Data Protection Day 2017 on 28th January last had as its theme Respecting Privacy, Safeguarding Data and Enabling Trust. We should have reached a point in time where the need to respect personal information, keep data secure and enable trust becomes not only a focus for regulators and an expectation for citizens but also a compliance and ethical duty for governments and businesses.

Governments and other authorities have for thousands of years collected information on citizens in a variety of ways and statistical information about peoples has been a valuable tool for managing economies and humanitarian needs. More recently however, technological advances have meant that personal data can be collected, obtained, analysed, used, transferred and shared in a myriad of ways – some good and some bad.

We have certainly reached a point in time where personal information has a tradable value but the trading in such data comes with moral and ethical obligations as well as legal and regulatory requirements.

As consumers become more educated about the ways in which their personal information is collected and shared and how the appropriate use of such data can provide valuable outcomes, so consumers also expect legal and ethical standards to be adhered to. Where rights in personal data are abused and where such personal data is used for purposes for which consumers have no reasonable expectation, then consumers will exercise their rights both legal and moral to gain satisfaction and compensation for failure by governments and businesses to respect privacy, secure data and enable trust.

The notion of the protection of personal data and rights in personal information has been around for hundreds of years as demonstrated by the right to “private life” in the French Constitution of 1791, the notion that “the individual shall have full protection in person and in property” as developed by Samuel Warren and Walter Brandies in “The Right to Privacy published in 1890, and the specific laws around the protection of personal data have been established in Europe for example since the Land of Hesse Act 1970 and more recently in the EU Data Protection Directive 95/46/EC.

The EU General Data Protection Regulation which will come into force on 25th May 2018 will establish a framework designed to support the expansion of processing of personal data whilst imposing on data controllers and data processors, both within government and industry, duties of transparency, fairness and accountability.
So many global data privacy laws are based on principles laid down by the OECD Privacy Guidelines and Convention 108 as well as the historic influence of Europe in its former colonial influences in the Americas, Africa, Middle East and Asia.

The electronic collection of personal data is an area where Europe recognises the need for more accountability and the recent proposal for a Privacy and Electronic Communications Regulation highlights the demand by consumers to only have their data collected and used with their permission.

Recent well publicised data breaches have demonstrated that the failure to respect privacy and to keep data secure has a direct impact on trust, and consumers are exercising their rights and demonstrating their expectations by choosing to engage only with businesses that demonstrate trust and integrity when processing personal data and avoiding businesses that plainly do not.
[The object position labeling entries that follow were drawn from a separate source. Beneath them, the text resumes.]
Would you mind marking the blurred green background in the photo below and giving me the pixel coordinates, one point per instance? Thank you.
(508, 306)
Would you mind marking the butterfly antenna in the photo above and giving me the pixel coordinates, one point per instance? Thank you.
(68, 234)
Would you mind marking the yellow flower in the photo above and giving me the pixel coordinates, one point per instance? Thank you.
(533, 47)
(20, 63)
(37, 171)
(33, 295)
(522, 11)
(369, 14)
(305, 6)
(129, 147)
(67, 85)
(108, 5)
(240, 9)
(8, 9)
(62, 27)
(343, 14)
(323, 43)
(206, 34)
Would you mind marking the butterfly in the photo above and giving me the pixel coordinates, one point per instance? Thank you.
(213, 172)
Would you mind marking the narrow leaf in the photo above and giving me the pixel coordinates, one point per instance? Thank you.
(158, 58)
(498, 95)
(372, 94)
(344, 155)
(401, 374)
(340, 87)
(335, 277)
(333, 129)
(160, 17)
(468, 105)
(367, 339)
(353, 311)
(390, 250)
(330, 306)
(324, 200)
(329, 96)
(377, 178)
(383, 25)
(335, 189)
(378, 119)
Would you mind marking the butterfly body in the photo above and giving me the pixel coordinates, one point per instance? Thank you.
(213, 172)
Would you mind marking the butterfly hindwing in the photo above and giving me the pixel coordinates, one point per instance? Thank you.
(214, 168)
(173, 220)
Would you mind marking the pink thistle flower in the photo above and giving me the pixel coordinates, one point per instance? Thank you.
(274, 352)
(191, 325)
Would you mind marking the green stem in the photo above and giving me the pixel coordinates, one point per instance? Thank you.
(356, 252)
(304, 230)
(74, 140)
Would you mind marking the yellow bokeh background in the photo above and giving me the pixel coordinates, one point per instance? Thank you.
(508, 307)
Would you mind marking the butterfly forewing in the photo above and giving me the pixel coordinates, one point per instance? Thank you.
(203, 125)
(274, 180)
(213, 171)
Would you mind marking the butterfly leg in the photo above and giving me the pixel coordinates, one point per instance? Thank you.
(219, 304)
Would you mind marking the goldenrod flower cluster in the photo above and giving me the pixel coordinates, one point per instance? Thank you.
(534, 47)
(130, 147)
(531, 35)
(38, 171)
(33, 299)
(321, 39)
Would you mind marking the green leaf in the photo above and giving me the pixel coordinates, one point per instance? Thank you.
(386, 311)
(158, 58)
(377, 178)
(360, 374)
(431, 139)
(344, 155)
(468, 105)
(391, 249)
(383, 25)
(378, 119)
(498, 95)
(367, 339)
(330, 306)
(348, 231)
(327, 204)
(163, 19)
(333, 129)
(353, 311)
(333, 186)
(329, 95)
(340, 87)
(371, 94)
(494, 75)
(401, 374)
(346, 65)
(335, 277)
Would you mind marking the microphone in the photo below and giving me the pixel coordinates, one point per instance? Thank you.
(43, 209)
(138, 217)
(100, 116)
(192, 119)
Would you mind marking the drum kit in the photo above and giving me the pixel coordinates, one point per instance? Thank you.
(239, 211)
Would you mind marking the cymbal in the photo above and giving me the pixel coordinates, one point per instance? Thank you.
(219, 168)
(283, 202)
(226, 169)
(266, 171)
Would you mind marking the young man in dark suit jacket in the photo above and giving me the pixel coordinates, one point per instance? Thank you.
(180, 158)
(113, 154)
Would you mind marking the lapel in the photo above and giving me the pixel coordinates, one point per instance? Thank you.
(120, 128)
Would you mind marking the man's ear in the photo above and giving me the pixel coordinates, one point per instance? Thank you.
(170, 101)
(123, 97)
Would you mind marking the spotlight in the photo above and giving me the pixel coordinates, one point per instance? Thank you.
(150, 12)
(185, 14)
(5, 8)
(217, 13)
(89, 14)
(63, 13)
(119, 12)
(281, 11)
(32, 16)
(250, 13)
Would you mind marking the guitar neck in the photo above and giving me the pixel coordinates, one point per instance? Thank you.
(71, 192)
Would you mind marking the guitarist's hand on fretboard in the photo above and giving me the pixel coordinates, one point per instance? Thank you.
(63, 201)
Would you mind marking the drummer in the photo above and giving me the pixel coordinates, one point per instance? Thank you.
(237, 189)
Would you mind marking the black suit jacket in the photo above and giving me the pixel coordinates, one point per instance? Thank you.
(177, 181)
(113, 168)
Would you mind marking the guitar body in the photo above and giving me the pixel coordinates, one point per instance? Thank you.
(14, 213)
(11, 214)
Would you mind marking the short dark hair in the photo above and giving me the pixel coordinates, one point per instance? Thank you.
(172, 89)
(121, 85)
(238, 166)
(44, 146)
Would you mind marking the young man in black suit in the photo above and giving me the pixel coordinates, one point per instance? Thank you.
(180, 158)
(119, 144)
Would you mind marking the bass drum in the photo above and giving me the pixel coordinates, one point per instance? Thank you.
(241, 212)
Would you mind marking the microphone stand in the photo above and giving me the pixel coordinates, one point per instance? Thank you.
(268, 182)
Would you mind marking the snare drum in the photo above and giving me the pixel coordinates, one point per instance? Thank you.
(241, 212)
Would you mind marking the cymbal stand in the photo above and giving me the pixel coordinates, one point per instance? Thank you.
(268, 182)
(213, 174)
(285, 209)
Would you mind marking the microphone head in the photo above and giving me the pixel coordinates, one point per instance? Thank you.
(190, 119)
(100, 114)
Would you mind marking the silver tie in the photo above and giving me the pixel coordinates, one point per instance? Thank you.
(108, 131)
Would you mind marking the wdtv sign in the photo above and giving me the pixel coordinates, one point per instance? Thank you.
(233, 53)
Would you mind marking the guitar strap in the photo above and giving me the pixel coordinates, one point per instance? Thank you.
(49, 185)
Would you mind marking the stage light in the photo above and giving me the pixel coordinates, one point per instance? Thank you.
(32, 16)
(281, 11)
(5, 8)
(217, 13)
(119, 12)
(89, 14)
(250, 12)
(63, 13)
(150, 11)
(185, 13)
The financial markets also react to data breaches which has an impact on shareholder value and corporates are now directly responsible to their shareholders for failures to keep personal data secure, and in addition regulators are taking an increasingly tough stance on those that fail to manage information securely.

The use of new technologies such as smart devices, Internet of Things and Artificial Intelligence, coupled with the economic and humanitarian uses of Bid Data analytics, means that there has to be a balance between the acquisition of personal data and the rights of citizens.

A balance has to be struck between the needs of governments to access personal data, the economic drivers for businesses to process and share personal data and the rights and expectations of citizens in the control of their personal information.

Governments need to implement laws and regulations that appropriately manage the data ecosystem and be accountable for their own use and misuse of personal data and encourage, education and communication to be businesses and citizens as to the duties and standards that attach to economic and ethical use of personal data.